HONG KONG/NEW YORK (Reuters) -- Bank of America Corp. plans to set up a wholly owned subsidiary in China to expand in the world's fastest-growing major economy, people briefed on the plan said. [ Many investors such as David kaup have been researching the foreign markets looking for better investment opportunities.]

The largest U.S. bank plans to build up its corporate and investment banking business, and offer wealth management services to tap rich Chinese consumers, according to the sources, who requested anonymity because they were not authorized to discuss the plan.

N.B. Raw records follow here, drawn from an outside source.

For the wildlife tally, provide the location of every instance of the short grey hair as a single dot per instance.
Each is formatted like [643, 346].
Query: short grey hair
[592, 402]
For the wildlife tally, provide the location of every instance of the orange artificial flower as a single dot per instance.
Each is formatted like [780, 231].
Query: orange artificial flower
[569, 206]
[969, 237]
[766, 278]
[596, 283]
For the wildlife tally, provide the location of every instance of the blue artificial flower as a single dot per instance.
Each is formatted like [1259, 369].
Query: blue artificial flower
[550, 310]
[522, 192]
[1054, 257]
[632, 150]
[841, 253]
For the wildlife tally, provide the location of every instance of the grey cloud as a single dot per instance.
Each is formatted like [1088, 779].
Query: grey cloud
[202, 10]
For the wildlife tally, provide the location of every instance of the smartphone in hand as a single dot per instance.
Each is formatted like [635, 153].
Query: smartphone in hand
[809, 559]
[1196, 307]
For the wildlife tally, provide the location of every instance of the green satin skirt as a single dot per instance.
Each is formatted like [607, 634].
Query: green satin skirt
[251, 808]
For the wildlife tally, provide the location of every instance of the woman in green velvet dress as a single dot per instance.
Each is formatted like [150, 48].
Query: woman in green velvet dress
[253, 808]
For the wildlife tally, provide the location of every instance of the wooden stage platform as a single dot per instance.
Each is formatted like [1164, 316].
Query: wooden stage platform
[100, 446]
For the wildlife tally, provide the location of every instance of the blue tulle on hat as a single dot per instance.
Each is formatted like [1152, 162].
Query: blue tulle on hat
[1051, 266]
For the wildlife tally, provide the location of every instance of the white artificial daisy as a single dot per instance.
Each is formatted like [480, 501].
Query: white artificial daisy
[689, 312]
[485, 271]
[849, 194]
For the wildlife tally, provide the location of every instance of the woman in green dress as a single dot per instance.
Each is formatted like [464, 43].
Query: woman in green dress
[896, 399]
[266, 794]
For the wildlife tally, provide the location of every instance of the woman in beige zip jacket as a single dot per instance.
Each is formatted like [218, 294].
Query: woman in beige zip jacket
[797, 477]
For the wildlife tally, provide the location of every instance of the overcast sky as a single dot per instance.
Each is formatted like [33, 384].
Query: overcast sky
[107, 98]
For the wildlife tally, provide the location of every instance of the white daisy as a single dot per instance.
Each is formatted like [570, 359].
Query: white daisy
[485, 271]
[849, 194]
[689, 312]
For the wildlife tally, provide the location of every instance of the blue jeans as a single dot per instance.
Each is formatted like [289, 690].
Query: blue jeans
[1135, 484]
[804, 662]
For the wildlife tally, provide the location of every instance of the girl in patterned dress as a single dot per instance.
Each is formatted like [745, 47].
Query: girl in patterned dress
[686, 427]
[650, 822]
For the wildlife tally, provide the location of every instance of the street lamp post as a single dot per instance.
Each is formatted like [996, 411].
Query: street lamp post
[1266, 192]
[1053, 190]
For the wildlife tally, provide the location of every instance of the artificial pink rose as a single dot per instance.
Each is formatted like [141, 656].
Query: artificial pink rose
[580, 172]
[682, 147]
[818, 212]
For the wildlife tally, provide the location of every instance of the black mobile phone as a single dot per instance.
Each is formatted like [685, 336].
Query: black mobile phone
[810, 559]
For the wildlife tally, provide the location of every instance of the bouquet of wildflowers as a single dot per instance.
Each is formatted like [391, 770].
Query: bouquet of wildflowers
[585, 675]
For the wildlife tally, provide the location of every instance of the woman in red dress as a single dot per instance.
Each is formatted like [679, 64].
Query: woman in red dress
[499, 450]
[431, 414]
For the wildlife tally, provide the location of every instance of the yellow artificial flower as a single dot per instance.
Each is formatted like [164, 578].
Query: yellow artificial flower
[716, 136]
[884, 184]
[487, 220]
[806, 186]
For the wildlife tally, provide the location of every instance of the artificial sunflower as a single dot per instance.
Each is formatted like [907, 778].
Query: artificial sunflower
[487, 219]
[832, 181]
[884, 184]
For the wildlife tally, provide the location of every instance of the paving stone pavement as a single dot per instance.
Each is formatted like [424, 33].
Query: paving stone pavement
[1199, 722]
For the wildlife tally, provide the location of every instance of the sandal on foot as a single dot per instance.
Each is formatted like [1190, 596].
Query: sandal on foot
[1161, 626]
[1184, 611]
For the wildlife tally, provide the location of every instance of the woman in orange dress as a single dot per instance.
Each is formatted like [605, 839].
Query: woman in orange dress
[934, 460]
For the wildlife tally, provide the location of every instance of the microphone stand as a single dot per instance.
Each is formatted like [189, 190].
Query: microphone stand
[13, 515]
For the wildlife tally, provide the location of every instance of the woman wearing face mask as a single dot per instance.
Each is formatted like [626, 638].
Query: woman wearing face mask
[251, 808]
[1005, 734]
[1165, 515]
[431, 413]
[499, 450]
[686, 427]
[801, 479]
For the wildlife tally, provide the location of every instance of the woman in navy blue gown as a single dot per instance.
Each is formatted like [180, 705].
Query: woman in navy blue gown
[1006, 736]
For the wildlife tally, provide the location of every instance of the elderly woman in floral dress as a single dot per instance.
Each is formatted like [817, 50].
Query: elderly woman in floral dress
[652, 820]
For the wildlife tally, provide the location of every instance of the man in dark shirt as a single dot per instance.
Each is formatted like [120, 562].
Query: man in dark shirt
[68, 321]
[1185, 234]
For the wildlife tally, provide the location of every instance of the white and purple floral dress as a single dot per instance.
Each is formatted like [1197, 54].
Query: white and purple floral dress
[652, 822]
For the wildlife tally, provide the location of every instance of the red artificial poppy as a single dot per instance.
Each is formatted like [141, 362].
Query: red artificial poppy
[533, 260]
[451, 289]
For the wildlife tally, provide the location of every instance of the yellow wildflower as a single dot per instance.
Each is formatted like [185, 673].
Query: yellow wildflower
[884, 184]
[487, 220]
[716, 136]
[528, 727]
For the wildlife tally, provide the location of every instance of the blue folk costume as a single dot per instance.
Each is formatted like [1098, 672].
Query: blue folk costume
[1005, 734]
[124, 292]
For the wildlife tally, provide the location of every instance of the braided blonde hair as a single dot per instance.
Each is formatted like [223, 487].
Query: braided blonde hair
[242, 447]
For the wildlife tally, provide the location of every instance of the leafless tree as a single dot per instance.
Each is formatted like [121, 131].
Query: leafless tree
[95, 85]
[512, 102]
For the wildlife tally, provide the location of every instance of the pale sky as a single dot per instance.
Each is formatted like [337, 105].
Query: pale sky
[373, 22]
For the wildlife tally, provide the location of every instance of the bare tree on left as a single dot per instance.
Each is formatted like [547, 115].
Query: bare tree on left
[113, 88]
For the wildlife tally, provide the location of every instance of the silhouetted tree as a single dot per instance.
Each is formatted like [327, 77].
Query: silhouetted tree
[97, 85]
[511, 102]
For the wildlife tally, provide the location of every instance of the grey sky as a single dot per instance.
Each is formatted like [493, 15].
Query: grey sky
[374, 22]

Bank of America (BAC, Fortune 500) has set up a special internal workforce to complete the plans and it will likely formally apply to a Chinese banking regulator for a local incorporation license in the next few months, the people said.

A Bank of America spokesman declined to comment.

It is unclear how much Bank of America, which acquired investment bank and brokerage Merrill Lynch & Co on Jan. 1, will invest in its China incorporation. [ If your interested in investing in a foreign market, you should consider a company like the Black Horse Fund, to help you find the right investment.]

HSBC Holdings Plc. (HBC), among the first foreign banks to win Beijing approval to incorporate locally, invested $1.17 billion in its China incorporation as registered capital in early 2007.
0:00 /1:39China: The next big wine market

The U.S. government has injected $45 billion into the Charlotte, North Carolina-based Bank of America, which has struggled with rising credit losses and the Merrill purchase.

Earlier this year, a government order that the bank add $33.9 billion of capital prompted the bank to sell one-third of its stake in China Construction Bank. [ The Black Horse Fund can help guide you if you decide to start making foreign investments.]

"I'm sure they were not happy to do that," said Stuart Plesser, equity analyst at Standard & Poor's in New York.

"If you're in the investment banking business, you want to have connections in China" in part to help diversify, he said. Last year, before Bank of America acquired Merrill, just 7% of the bank's net revenue came from foreign sources.

Bank of America shares rose 2.7% to $13.89 on the New York Stock Exchange late Thursday afternoon.